The Causation Fallacy: Bakke and the Basic Arithmetic of Selective Admissions

Last Term, the Supreme Court turned down two invitations to resolve the constitutionality of affirmative action in college and university admissions. In May 2001, the Court for the second time declined to review a Fifth Circuit decision holding that the use of racial preferences to achieve diversity in the student body serves no compelling interest. A few weeks later, the Court let stand a conflicting Ninth Circuit decision that upheld a .law school affirmative action policy on the ground that “educational diversity is a compelling governmental interest that meets the demands of strict scrutiny.” The legal controversy over admissions preferences intensified in August 2001 when the Eleventh Circuit invalidated the University of Georgia’s undergraduate affirmative action policy on the ground that it was not narrowly tailored. With the Sixth Circuit’s recent decision upholding the University of Michigan Law School’s affirmative action policy and yet another ruling expected soon, the debate will soon come to a full boil. Facing an array of divergent lower court opinions on the issue, the Supreme Court may well decide in the next few months that the time for a final resolution has come. Although the most recent legal challenges to racial preferences in university admissions vary in their details, they are unified by a common narrative – the same narrative that animated Allan Bakke’s lawsuit against the Davis Medical School over twenty years ago. Bakke won admission to the medical school after convincing the Supreme Court that the school’s practice of setting aside sixteen out of 100 seats in each incoming class for minority students was an unconstitutional racial quota.
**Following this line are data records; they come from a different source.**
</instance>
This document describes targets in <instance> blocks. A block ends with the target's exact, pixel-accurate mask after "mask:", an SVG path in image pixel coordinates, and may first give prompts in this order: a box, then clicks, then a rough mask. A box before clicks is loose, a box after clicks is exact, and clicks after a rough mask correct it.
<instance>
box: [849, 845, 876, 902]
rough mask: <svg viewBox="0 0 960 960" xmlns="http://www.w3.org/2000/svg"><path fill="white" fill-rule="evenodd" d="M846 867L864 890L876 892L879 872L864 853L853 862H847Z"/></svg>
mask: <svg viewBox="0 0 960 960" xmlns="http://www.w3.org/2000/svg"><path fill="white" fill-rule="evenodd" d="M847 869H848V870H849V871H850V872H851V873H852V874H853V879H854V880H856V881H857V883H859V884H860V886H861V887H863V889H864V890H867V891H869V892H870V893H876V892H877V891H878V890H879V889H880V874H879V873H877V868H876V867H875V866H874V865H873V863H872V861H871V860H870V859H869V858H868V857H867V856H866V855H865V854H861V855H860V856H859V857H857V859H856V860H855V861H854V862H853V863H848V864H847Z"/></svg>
The record shows that Bakke was, in fact, a highly qualified applicant. His undergraduate grades and standardized test scores were excellent, far better than the averages for minority students admitted through the set-aside. Yet the medical school rejected Bakke’s application, even as it admitted minority applicants in numbers large enough to fill the sixteen-seat quota. This prompted Bakke to complain that affirmative action cost him a letter of admission, and the success of his lawsuit confirms what so many people find unfair about affirmative action: By according substantial preferences to minority applicants, affirmative action causes the displacement of deserving white applicants like Allan Bakke and the plaintiffs now following in his footsteps.